Wir brau­chen Genoss*innen

Es ist höchste Zeit, den Begriff der Soli­da­rität zugun­sten anderer Begriffe einzu­tau­schen. Dem des Klas­sen­kampfes zum Beispiel – der ist poli­tisch weniger naiv und lohnt sich wieder­be­lebt zu werden. Eine bessere Welt erschaffen wir nicht, indem irgend­welche Anjas und Tims ihre Privi­le­gien checken und soli­da­risch teilen. Die Zeit, an so etwas zu glauben, ist längst abgelaufen.

Menschen ohne jegli­ches Erspartes sind es, die ange­spro­chen werden müssen. Sie müssen sich zusam­men­schliessen, denn gemeinsam haben sie die Macht. Und zwar nicht eine diffuse Macht, nein, eine ganz reale – denn viele von ihnen arbeiten tagtäg­lich an den Schal­tern und Hebeln der Produktionsmittel.

Aber bei Arbeiter*innen in den Betrieben soll es nicht bleiben. Schliess­lich finden sich Armuts­be­trof­fene und prekär Beschäf­tigte beinahe überall. Egal ob Studie­rende, Allein­er­zie­hende, Rassi­fi­zierte oder Erkrankte; in allen mögli­chen sozialen Perso­nen­gruppen (und an ihren Orten) gibt es grund­sätz­lich die Möglich­keit der Intervention.
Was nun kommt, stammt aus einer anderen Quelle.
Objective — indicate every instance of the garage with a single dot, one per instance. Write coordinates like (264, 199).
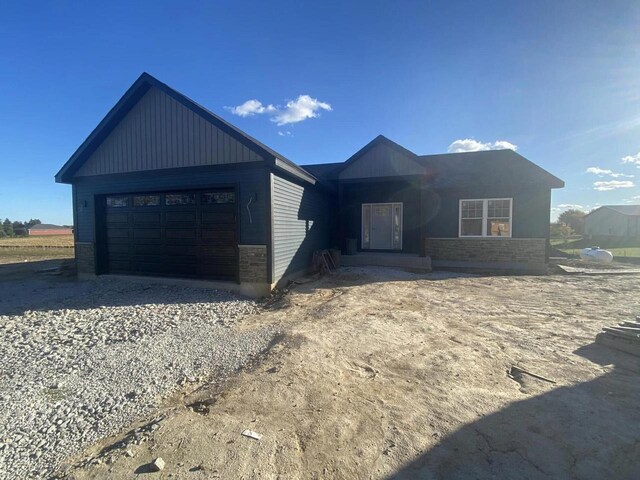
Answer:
(189, 234)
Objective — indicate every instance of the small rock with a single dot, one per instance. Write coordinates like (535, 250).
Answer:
(157, 465)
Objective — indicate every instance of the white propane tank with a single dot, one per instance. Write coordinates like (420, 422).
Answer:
(596, 255)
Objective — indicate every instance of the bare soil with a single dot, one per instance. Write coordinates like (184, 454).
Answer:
(387, 374)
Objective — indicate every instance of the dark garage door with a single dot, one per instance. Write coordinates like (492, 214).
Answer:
(182, 234)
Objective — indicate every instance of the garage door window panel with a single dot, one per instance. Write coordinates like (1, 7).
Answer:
(173, 199)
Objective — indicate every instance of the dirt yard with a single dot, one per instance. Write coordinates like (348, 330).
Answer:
(386, 374)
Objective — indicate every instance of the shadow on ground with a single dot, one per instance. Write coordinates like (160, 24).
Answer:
(525, 440)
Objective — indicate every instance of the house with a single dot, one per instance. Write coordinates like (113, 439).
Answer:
(613, 222)
(48, 229)
(165, 187)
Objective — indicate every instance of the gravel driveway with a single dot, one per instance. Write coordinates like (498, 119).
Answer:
(82, 360)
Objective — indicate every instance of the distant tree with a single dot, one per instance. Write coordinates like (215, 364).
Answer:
(574, 218)
(561, 230)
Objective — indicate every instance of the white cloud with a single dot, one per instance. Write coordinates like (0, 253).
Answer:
(294, 111)
(300, 109)
(570, 206)
(603, 171)
(472, 145)
(250, 108)
(613, 185)
(635, 159)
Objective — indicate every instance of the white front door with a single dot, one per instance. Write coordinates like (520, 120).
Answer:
(382, 226)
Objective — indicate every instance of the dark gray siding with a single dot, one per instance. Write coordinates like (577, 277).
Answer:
(353, 195)
(530, 210)
(159, 132)
(382, 161)
(301, 225)
(249, 179)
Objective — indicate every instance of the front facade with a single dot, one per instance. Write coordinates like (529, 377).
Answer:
(163, 187)
(620, 222)
(478, 209)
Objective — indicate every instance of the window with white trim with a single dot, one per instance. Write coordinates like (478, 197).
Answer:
(487, 217)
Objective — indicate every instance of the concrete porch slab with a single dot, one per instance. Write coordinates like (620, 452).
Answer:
(375, 259)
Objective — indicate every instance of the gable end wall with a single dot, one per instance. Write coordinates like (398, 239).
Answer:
(158, 133)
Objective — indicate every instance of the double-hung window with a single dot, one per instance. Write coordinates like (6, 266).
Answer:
(487, 217)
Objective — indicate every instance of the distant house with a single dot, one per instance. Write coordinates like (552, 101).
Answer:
(613, 221)
(48, 229)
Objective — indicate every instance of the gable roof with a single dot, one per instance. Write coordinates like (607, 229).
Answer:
(131, 98)
(487, 167)
(379, 140)
(630, 210)
(450, 170)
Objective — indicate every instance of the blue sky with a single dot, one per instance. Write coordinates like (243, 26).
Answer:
(558, 80)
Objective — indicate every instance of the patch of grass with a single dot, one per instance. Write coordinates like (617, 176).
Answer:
(41, 241)
(33, 254)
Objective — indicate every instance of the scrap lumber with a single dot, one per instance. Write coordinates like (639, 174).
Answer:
(624, 337)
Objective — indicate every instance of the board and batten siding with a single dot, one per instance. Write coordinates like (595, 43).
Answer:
(250, 181)
(301, 225)
(159, 132)
(381, 161)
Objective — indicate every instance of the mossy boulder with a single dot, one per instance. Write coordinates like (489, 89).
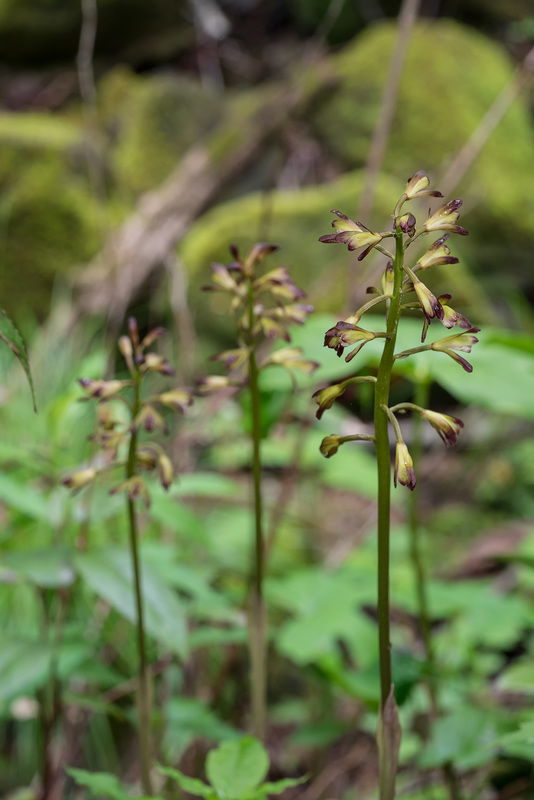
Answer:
(152, 122)
(451, 77)
(294, 220)
(48, 216)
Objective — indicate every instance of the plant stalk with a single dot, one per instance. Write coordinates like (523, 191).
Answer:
(144, 700)
(383, 380)
(257, 622)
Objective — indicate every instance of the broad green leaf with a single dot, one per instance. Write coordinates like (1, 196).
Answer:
(462, 737)
(235, 769)
(519, 677)
(276, 787)
(191, 785)
(49, 569)
(109, 573)
(11, 336)
(23, 497)
(99, 783)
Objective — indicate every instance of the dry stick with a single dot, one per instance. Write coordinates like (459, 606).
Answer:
(407, 17)
(86, 80)
(472, 148)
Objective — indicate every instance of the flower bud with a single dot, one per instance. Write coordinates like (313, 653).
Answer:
(135, 488)
(353, 234)
(78, 480)
(416, 186)
(406, 223)
(460, 341)
(445, 219)
(178, 399)
(448, 427)
(325, 397)
(436, 255)
(166, 471)
(149, 419)
(330, 445)
(404, 471)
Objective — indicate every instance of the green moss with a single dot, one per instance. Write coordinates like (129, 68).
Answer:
(452, 76)
(292, 219)
(155, 121)
(48, 223)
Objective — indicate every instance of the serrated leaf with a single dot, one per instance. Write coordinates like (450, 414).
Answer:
(11, 336)
(276, 787)
(191, 785)
(109, 573)
(236, 768)
(102, 783)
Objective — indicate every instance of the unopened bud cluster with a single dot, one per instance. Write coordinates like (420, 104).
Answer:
(114, 436)
(347, 337)
(263, 307)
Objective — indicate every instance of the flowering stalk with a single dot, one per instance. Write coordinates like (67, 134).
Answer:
(263, 307)
(399, 279)
(113, 436)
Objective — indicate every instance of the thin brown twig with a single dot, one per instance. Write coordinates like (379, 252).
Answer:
(474, 145)
(407, 17)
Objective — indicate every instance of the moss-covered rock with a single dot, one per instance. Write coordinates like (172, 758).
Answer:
(294, 220)
(451, 78)
(48, 223)
(153, 121)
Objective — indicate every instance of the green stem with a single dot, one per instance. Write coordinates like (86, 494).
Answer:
(257, 625)
(144, 722)
(383, 458)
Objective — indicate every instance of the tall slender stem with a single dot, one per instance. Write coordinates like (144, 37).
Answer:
(383, 458)
(145, 756)
(421, 399)
(257, 611)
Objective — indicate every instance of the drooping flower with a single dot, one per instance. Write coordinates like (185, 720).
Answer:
(404, 471)
(149, 419)
(101, 390)
(344, 334)
(331, 444)
(462, 342)
(448, 427)
(353, 234)
(178, 399)
(445, 218)
(135, 488)
(78, 480)
(437, 255)
(429, 302)
(325, 397)
(452, 317)
(416, 186)
(406, 222)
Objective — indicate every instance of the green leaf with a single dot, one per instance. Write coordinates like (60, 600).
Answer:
(109, 573)
(279, 786)
(463, 737)
(11, 336)
(24, 498)
(99, 783)
(519, 677)
(49, 569)
(236, 768)
(191, 785)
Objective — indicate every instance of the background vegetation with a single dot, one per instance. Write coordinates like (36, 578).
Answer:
(134, 148)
Ich möchte noch ein weiteres, aus der Mode gekom­menes Wort reak­ti­vieren; den Genossen. In ihrem gleich­na­migen Essay schreibt die ameri­ka­ni­sche Poli­tik­wis­sen­schaft­lerin Jodi Dean: „Ich begreife den Genossen als allge­meine Chiffre für das poli­ti­sche Verhältnis von Menschen auf derselben Seite einer poli­ti­schen Barri­kade.“ Genoss*innen, im Sinne Deans, sind Menschen, die sich zweck­ge­richtet zusam­men­schliessen, um für Verän­de­rungen zu kämpfen. Genos­sen­schaft­lich­keit ist ein viel wirkungs­vol­leres Mittel, als das immer mehr zur frei­willig verkom­mene leist­bare Prinzip der Solidarität.

Während der ally für Dean „den Rückzug oder Nieder­gang des Poli­ti­schen“ beschreibt, also eine „indi­vi­dua­li­sti­sche Selbst­hil­fe­technik“ ist, durch den die gesell­schaft­li­chen Probleme auf das Indi­vi­duum rück­ge­kop­pelt werden (bilde dich, checke deine Privi­le­gien, erwarte nichts), sind Genoss*innen – im Gegen­satz zu allies – auf Augen­höhe: „egalitär, gene­risch, utopisch“.

Das Verhältnis der Genoss*innen zuein­ander, so Dean, ist nach Aussen gerichtet – und dort, im Aussen, in der Realität, brau­chen wir die Verän­de­rung, die den ausge­lutschten Begriff der Soli­da­rität ersetzt.